In previsione di eventuali dazi al 10% il neo presidente non vede rosa e avverte: «Le extratariffe, oltre a portare nocumento a chi li subisce, danneggiano anche l’economia che dovrebbe trarne del beneficio. Soprattutto nel caso dei nostri prodotti, e in generale del Made in Italy, che una volta esportati negli USA subiscono ricarichi anche del 50% a favore di importatori, distributori, catene di broker e distribuzione al dettaglio, come supermercati, enoteche e catene di ristorazione. Quindi un aumento artificioso dei prezzi non solo genera inflazione, ma porta danni anche a loro».

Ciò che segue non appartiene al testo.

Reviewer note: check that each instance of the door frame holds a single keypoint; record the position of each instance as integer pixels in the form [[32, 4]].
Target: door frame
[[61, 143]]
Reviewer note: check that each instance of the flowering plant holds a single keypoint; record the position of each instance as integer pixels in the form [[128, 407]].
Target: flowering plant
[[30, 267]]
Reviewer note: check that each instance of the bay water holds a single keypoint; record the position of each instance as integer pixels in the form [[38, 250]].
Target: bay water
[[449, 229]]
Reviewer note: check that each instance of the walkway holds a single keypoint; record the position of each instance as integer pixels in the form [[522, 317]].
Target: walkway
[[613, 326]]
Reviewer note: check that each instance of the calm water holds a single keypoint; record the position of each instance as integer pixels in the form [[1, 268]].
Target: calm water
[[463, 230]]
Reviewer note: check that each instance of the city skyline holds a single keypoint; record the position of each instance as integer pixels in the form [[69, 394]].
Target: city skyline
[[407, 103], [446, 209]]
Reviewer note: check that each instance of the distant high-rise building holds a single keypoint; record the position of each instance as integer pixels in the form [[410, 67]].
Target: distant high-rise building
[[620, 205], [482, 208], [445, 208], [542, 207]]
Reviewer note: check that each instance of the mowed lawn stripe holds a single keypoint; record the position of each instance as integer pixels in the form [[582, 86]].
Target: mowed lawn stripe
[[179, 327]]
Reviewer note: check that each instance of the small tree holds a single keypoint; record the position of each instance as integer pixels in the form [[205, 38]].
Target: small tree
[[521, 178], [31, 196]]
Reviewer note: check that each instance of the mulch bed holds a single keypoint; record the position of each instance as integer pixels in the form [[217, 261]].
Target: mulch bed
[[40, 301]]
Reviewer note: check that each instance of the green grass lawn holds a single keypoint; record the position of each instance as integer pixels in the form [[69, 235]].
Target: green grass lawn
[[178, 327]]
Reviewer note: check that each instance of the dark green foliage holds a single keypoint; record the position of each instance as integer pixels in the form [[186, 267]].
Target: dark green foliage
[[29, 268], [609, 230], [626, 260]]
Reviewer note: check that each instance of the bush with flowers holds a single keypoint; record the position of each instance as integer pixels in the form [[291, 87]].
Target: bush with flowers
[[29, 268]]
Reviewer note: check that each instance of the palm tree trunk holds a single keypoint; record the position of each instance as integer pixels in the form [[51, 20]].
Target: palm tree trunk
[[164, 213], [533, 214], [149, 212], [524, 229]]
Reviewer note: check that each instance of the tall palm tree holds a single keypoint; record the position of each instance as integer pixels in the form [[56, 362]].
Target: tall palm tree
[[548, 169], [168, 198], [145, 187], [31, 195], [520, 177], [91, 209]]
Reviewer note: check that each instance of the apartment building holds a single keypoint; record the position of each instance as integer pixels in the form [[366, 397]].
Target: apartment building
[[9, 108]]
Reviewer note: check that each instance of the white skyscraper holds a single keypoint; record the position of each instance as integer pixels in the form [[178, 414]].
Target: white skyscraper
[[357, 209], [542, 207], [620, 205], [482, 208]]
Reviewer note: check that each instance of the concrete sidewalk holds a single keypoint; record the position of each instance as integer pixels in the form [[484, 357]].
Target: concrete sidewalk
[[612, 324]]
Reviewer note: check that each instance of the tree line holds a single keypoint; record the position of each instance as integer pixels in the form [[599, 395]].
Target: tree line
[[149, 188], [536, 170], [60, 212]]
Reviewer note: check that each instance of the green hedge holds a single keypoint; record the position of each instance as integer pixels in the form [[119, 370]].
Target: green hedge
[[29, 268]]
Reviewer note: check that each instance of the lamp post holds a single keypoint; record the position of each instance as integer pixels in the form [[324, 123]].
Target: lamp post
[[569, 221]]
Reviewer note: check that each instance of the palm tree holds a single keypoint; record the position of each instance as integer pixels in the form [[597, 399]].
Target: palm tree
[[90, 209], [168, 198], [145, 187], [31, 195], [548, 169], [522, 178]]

Per Ponti, però, il danno maggiore ricadrebbe sul consumatore finale «Che dovrebbe poter scegliere liberamente cosa comprare senza dover subire imposizioni tariffarie che finiscono per modificare artificiosamente il mercato» sostiene il numero uno di Federvini che sull’ipotesi di cercare mercati alternativi agli USA avverte: «Trovare un Paese con più 300 milioni di abitanti, con una capacità di spesa così grande e che ama così tanto i nostri prodotti è difficile» e annota che «Cina, India e Giappone, o anche il Medio Oriente, sono mercati potenziali, su cui sicuramente le aziende italiane stanno lavorando. Ma è un percorso molto lungo e pensare nell’immediato a una sostituzione è pura fantasia».
Ponti chiede al Governo di lavorare sul piano della diplomazia per puntare al dazi zero e nel caso non dovesse funzionare ammette: «Dovremo stimare l’eventuale danno, cosa che però oggi è difficilissimo. Ed è chiaro che qualsiasi tipo di ristoro non può comunque sostituirsi ad anni di investimenti fatti dalle imprese per crescere in quel mercato ed alla cultura che hanno diffuso, tenendo poi presente che quando perdi quote di mercato riguadagnarle poi è molto faticoso».
Ma il timore più grande resta l’aumento dei prezzi al consumo. Secondo Ponti potrebbe agevolare i prodotti farlocchi di “Italian Sounding”, quelli, cioè, che imitano quelli italiani: «Perché – spiega – il differenziale di prezzo tra prodotto originale ed il prodotto imitato aumenta e quindi c’è il rischio concreto che la domanda di nostri prodotti diminuisca».